¡Ahí pasa! ¡Llamadla! ¡Es su costado!
¡Ahí pasa la muerte por Irún;
sus pasos de acordeón, su palabrota,
su metro del tejido que te dije,
su gramo de aquel peso que he callado!... ¡si son ellos!
¡Llamadla! ¡Daos prisa! Va buscándome en los rifles,
como que sabe bien dónde la venzo,
cuál es mi maña grande, mis leyes preciosas, mis códigos terribles.
¡Llamadla! Ella camina exactamente como un hombre entre las fieras,
se apoya de aquel brazo que se enlaza a nuestros pies
cuando dormimos en los parapetos
y se pára a las puertas elásticas del sueño.

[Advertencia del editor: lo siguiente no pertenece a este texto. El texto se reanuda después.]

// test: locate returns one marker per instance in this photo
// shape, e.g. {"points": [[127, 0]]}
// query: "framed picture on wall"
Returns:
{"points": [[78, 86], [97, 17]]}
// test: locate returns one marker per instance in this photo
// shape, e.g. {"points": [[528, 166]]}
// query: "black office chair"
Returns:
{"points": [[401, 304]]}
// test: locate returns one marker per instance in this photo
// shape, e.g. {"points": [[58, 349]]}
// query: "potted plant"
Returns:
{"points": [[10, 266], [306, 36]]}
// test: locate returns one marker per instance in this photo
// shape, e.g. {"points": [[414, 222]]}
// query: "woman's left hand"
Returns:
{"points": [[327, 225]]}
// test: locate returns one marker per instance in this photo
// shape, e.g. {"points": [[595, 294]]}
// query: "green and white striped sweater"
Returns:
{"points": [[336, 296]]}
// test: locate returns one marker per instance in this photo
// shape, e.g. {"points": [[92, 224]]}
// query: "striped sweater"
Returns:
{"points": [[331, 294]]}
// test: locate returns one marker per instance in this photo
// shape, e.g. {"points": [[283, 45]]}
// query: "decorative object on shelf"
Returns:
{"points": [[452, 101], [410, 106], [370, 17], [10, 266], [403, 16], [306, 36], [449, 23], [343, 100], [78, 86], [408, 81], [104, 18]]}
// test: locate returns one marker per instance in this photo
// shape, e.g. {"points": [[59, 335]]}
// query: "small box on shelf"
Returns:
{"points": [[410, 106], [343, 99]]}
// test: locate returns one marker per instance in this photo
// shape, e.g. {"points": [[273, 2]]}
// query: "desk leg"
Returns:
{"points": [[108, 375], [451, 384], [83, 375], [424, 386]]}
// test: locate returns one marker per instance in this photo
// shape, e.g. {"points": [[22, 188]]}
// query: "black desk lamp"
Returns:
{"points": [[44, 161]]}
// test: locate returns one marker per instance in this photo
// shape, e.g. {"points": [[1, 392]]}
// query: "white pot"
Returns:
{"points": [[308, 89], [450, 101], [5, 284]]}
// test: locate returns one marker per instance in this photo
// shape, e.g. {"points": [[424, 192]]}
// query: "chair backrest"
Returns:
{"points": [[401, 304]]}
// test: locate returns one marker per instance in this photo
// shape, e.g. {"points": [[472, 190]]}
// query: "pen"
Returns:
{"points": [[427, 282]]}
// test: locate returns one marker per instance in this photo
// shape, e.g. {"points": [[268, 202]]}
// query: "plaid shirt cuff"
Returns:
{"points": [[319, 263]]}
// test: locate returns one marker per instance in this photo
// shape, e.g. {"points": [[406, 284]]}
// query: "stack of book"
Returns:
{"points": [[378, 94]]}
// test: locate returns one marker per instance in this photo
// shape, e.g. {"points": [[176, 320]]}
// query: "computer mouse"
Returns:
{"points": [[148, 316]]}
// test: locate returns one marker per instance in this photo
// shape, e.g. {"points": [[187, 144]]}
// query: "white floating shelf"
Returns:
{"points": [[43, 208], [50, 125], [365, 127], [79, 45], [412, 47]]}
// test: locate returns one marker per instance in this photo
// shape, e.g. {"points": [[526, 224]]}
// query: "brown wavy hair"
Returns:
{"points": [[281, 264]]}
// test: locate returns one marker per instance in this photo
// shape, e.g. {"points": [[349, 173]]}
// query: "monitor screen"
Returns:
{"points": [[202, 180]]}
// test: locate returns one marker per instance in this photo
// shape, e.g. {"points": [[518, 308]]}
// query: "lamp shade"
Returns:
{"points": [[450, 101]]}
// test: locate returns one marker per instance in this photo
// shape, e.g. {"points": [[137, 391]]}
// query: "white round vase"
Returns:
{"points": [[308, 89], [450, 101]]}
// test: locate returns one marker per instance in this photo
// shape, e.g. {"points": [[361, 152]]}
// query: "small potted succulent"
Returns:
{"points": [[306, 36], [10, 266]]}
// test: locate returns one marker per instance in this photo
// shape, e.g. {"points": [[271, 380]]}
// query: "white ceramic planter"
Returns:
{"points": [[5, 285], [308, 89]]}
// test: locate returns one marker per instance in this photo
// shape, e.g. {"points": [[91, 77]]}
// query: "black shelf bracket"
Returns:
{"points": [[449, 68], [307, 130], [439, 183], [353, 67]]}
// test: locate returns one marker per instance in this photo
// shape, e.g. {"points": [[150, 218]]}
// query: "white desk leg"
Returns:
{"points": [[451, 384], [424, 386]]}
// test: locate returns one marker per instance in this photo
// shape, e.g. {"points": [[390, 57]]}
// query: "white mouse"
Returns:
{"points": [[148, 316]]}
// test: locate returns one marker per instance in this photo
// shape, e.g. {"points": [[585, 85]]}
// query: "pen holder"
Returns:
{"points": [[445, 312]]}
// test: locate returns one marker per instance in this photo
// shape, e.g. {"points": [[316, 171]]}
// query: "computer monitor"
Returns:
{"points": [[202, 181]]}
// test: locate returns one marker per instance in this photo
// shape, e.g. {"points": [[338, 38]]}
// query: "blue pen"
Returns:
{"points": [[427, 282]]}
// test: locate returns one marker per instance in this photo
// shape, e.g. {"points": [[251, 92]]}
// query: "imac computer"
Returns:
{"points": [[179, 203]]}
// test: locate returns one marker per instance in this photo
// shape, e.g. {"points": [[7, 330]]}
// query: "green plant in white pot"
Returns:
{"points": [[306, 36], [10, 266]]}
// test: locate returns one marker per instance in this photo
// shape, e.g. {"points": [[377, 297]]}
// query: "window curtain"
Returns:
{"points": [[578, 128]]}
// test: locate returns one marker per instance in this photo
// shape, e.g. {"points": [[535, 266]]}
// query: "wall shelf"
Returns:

¡Gritó! ¡Gritó! ¡Gritó su grito nato, sensorial!
Gritará de vergüenza, de ver cómo ha caído entre las plantas,
de ver cómo se aleja de las bestias,
de oír cómo decimos: ¡Es la muerte!
¡De herir nuestros más grandes intereses!
(Porque elabora su hígado la gota que te dije, camarada; porque se como el alma del vecino)
¡Llamadla! Hay que seguirla
hasta el pie de los tanques enemigos,
que la muerte es un ser serio a la fuerza,
cuyo principio y fin llevo grabados
a la cabeza de mis ilusiones,
por mucho que ella corra el peligro corriente
que tú sabes
y que haga como que hace que me ignora.
¡Llamadla! No es un ser, muerte violenta,
sino, apenas, lacónico suceso;
más bien su modo tira, cuando ataca,
tira a tumulto simple, sin órbitas ni cánticos de dicha;
más bien tira su tiempo audaz a céntimo impreciso
y sus sordos quilates a déspotas aplausos.
Llamadla que en llamándola con saña, con figuras,
se la ayuda a arrastrar sus tres rodillas,
como a veces,
a veces duelen, punzan facciones enigmáticas, globales,
como, a veces, me palpo y no me siento.
¡Llamadla! ¡Daos prisa! Va buscándome,
con su coñác, su pómulo moral,
sus pasos de acordeón, su palabrota.
¡Llamadla! No hay que perderle el hilo en que la lloro.
¡De su olor para arriba, ¡ay! de mi polvo, camarada!
¡De su pus para arriba, ¡ay! de mi férula, teniente!
¡De su imán para abajo, ¡ay! de mi tumba!